The model developed by Karr et al.,3 overcomes this limitation by employing a novel modular design which divides cellular function into modules, each representing a single biological process (e.g., transcriptomics, proteomics, metabolomics, etc.). In all, 28 modules were chosen and sub-models of each were independently built, parameterized and tested. This approach allows the flexibility to model each independent module using the most appropriate algorithm (e.g., flux-balance analysis is used to model metabolism,7 while protein and RNA degradation are modeled as Poisson processes). The overall process is built on the premise that the sub-models exist independently in timescales of < 1 sec. Simulations are run through a loop in which sub-models interact and exchange variables (specifying the internal state of the cell) at 1 sec intervals. In other words, each sub-model runs independently at each time step, but is dependent on variable values determined by sub-models at the previous step.

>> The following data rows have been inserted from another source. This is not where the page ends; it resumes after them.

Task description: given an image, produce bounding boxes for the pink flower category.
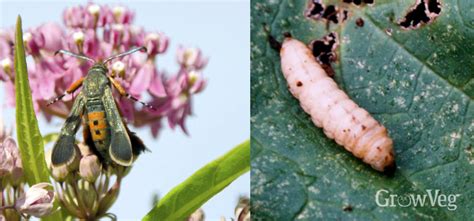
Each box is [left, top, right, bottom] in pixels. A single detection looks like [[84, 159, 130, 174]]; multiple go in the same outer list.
[[0, 3, 208, 136], [15, 183, 54, 217], [177, 46, 208, 70], [0, 137, 23, 183], [79, 154, 102, 183], [145, 33, 169, 57]]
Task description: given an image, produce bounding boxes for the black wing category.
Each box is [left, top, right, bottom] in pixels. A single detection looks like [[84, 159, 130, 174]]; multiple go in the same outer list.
[[102, 87, 133, 166], [51, 92, 84, 167]]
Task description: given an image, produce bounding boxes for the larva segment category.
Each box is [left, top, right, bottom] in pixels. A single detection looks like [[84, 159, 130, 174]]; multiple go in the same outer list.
[[280, 37, 395, 171]]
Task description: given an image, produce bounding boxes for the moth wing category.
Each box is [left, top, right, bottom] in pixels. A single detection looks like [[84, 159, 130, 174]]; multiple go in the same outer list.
[[51, 93, 84, 167], [102, 87, 133, 166], [124, 124, 149, 156]]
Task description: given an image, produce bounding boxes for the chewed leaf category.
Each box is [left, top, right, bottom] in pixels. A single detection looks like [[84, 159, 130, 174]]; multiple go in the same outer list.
[[251, 0, 474, 220]]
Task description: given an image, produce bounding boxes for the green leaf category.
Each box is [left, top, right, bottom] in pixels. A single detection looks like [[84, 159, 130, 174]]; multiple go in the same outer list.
[[15, 16, 62, 221], [142, 140, 250, 221], [251, 0, 474, 220], [43, 132, 59, 145]]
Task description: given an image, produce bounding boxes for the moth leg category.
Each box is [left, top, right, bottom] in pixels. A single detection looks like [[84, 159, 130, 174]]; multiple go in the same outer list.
[[107, 76, 156, 111], [47, 77, 84, 106], [51, 93, 84, 167]]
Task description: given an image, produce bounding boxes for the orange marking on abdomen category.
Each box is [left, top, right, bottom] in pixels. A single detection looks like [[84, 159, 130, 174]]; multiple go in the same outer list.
[[87, 112, 108, 141]]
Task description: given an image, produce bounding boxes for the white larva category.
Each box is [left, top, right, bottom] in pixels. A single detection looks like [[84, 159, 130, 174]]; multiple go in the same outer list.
[[280, 37, 395, 171]]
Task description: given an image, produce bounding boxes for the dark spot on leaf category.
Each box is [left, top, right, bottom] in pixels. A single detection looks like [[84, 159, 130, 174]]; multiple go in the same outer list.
[[342, 205, 354, 212], [356, 18, 364, 27], [306, 0, 324, 17], [304, 0, 348, 24], [263, 23, 281, 52], [323, 5, 339, 24], [309, 32, 338, 77], [399, 0, 441, 29]]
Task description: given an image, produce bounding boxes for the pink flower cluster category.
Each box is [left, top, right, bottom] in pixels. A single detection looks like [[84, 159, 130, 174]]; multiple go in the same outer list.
[[0, 3, 207, 137]]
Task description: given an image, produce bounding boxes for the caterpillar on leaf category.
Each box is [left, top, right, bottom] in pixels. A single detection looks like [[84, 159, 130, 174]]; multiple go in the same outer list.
[[280, 36, 395, 172]]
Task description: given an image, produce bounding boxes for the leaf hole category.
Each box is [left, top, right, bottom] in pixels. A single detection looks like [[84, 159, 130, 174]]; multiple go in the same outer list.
[[398, 0, 441, 29]]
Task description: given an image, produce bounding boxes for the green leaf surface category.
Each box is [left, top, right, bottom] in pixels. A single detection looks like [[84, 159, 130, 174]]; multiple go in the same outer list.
[[142, 141, 250, 221], [15, 16, 62, 221], [251, 0, 474, 220]]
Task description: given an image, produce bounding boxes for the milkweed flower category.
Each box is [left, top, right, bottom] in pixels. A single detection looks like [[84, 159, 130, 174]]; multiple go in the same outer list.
[[15, 183, 54, 217], [0, 3, 208, 137], [0, 119, 54, 221], [0, 137, 23, 186]]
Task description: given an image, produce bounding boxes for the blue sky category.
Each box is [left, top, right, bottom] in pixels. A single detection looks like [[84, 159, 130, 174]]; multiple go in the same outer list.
[[0, 0, 250, 220]]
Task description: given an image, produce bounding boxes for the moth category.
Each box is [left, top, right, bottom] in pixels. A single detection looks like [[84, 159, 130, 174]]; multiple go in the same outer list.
[[48, 47, 153, 167], [280, 36, 395, 171]]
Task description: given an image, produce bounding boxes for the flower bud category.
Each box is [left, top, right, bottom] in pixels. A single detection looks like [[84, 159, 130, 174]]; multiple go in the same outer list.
[[87, 4, 100, 16], [145, 33, 169, 57], [0, 137, 23, 186], [72, 31, 84, 52], [79, 154, 102, 183], [177, 47, 207, 70], [188, 71, 200, 86], [51, 165, 69, 182], [15, 183, 54, 217]]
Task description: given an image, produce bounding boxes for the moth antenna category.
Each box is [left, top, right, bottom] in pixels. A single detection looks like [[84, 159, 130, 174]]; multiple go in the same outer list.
[[54, 49, 95, 63], [103, 46, 147, 64]]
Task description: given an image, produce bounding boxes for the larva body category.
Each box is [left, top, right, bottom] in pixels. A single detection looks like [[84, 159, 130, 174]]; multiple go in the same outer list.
[[280, 37, 394, 171]]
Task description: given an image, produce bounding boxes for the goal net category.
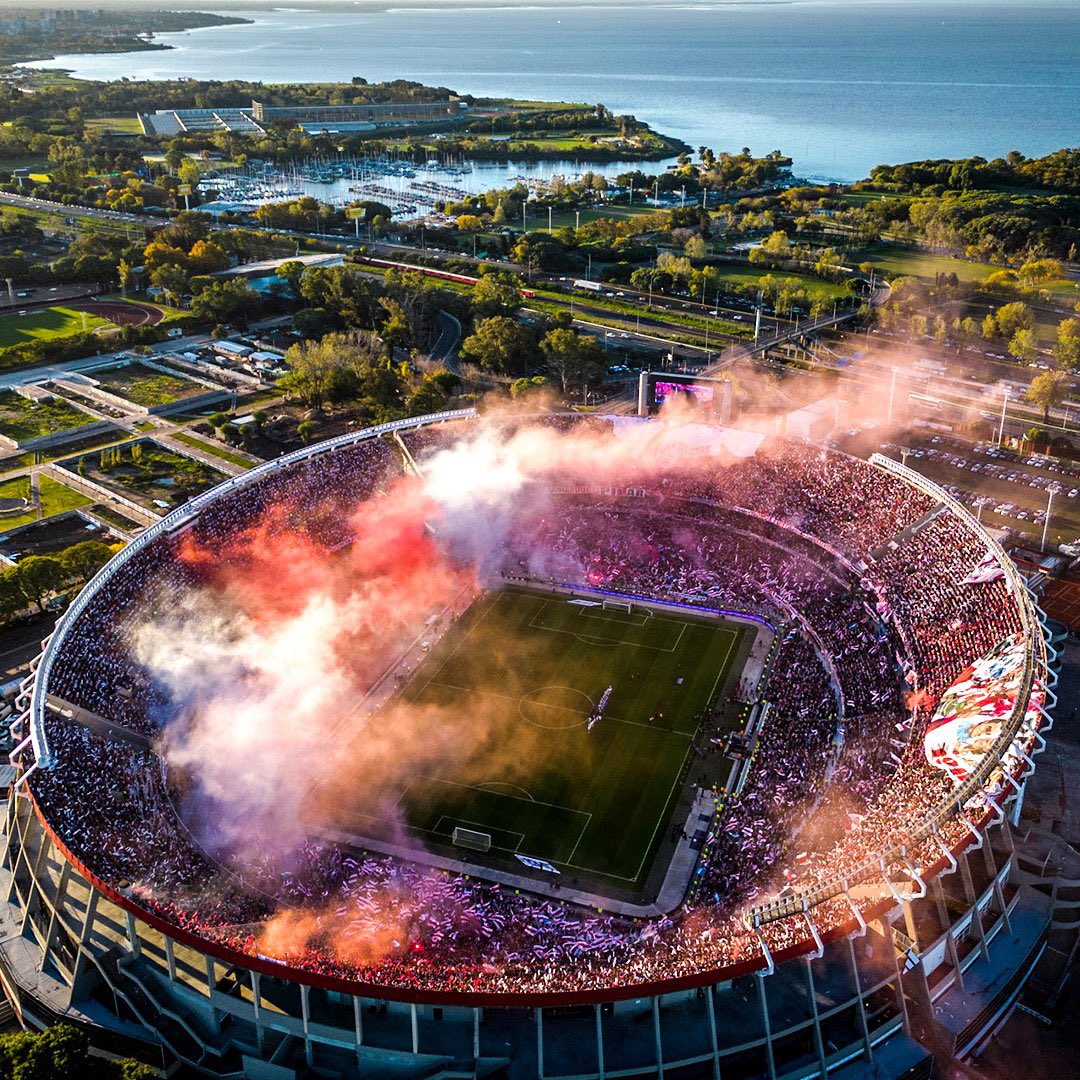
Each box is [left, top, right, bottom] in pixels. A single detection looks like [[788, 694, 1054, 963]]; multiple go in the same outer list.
[[453, 825, 491, 851]]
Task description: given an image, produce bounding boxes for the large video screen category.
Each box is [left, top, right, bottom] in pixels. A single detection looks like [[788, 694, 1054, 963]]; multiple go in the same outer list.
[[652, 379, 714, 410], [923, 633, 1044, 787]]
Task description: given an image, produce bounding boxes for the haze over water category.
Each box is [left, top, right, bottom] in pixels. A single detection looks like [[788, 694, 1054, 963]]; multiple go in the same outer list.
[[23, 0, 1080, 180]]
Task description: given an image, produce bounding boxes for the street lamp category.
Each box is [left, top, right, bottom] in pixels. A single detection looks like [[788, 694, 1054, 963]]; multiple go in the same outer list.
[[998, 387, 1009, 446], [1039, 484, 1062, 551]]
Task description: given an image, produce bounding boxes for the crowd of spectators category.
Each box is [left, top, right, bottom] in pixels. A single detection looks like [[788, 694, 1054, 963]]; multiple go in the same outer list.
[[31, 419, 1036, 991]]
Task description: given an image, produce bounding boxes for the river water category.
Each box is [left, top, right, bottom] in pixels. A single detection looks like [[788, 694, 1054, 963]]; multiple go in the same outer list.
[[23, 0, 1080, 180]]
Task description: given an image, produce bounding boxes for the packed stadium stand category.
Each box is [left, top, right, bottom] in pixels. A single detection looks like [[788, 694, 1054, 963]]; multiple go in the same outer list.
[[0, 411, 1057, 1080]]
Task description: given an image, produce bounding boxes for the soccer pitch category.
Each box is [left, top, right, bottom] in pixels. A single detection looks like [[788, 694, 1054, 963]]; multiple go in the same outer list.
[[335, 589, 746, 891]]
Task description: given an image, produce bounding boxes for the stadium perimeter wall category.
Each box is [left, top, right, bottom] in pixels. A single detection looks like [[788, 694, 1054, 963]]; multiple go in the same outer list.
[[0, 410, 1062, 1076]]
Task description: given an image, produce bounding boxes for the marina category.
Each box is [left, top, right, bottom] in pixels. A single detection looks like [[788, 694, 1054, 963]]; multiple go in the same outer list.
[[199, 152, 667, 219]]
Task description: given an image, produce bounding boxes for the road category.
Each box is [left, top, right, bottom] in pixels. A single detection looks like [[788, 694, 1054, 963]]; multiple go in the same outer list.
[[0, 192, 170, 229]]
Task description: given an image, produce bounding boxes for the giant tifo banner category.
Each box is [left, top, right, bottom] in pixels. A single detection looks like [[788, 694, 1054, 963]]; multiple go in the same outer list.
[[923, 634, 1042, 788]]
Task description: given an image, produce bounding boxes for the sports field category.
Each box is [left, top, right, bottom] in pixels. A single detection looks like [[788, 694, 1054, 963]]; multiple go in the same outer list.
[[324, 589, 745, 890], [0, 307, 109, 349]]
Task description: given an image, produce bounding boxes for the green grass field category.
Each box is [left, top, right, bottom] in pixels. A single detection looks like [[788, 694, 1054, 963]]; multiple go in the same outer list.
[[173, 431, 255, 469], [0, 308, 112, 349], [0, 390, 94, 443], [94, 362, 200, 408], [324, 589, 744, 889], [843, 244, 1001, 282], [0, 476, 94, 532], [715, 262, 849, 299]]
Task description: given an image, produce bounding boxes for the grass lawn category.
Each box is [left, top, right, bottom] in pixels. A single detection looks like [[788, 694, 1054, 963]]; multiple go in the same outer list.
[[102, 293, 191, 325], [94, 362, 206, 408], [0, 390, 94, 442], [713, 262, 851, 299], [843, 244, 1001, 282], [64, 440, 227, 505], [172, 431, 255, 469], [85, 117, 143, 135], [0, 476, 94, 531], [548, 203, 666, 231], [0, 308, 112, 349], [319, 589, 743, 889]]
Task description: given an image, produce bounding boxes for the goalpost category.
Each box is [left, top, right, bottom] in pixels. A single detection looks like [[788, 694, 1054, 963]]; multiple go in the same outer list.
[[450, 825, 491, 851]]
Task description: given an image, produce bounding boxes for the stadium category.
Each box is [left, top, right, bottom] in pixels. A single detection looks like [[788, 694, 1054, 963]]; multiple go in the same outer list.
[[0, 410, 1056, 1078]]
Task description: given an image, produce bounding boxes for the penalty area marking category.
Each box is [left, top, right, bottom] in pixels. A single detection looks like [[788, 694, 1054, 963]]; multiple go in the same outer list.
[[528, 600, 687, 653], [517, 686, 596, 731], [473, 780, 536, 802]]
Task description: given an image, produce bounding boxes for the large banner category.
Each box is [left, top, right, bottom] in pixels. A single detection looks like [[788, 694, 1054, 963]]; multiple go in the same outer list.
[[923, 634, 1041, 787]]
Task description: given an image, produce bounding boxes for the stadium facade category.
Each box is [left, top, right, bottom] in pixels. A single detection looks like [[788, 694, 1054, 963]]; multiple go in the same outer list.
[[0, 413, 1057, 1080]]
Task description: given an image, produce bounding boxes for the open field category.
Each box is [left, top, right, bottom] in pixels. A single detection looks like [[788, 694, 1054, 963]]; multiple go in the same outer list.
[[0, 308, 111, 349], [0, 390, 94, 442], [713, 262, 850, 300], [85, 117, 143, 136], [843, 244, 1001, 282], [548, 203, 665, 229], [0, 476, 94, 532], [94, 362, 206, 408], [64, 440, 226, 505], [171, 431, 253, 469], [324, 589, 743, 889]]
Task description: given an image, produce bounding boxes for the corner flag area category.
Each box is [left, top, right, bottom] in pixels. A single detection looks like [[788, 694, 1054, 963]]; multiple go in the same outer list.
[[319, 588, 748, 891]]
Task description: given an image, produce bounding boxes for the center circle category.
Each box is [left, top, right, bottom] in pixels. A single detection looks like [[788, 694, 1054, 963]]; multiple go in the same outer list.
[[517, 686, 596, 730]]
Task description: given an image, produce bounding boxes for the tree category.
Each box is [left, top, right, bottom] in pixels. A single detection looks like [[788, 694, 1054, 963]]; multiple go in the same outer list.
[[278, 335, 337, 408], [176, 158, 202, 188], [274, 259, 305, 300], [461, 315, 536, 375], [540, 329, 604, 394], [470, 274, 522, 321], [995, 300, 1035, 340], [49, 138, 89, 190], [0, 566, 26, 622], [405, 372, 461, 416], [683, 237, 707, 261], [59, 540, 112, 581], [0, 1023, 158, 1080], [191, 278, 259, 325], [1025, 372, 1068, 423], [1009, 327, 1039, 364], [18, 555, 67, 611], [150, 264, 191, 305], [1054, 319, 1080, 372], [454, 214, 484, 232], [188, 240, 229, 274], [117, 259, 135, 297]]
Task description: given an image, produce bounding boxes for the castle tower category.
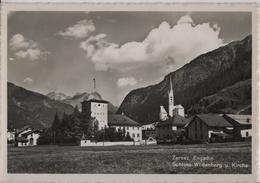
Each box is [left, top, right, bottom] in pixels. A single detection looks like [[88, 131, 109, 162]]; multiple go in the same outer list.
[[168, 76, 174, 117], [160, 105, 168, 121]]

The overall model is based on over 900 peer reviewed publications and includes more than 1,900 experimentally observed parameters. Model training and parameter reconciliation was achieved by recreating 128 different M. genitalium culture simulations—each predicting both molecular and cellular properties of the in silico cell—recapitulating the key features of the training data. Model validation was achieved using data sets not used in the construction of the model and which encompass multiple biological functions (from transcriptomics to metabolomics) and scales (from single cells to microbial populations).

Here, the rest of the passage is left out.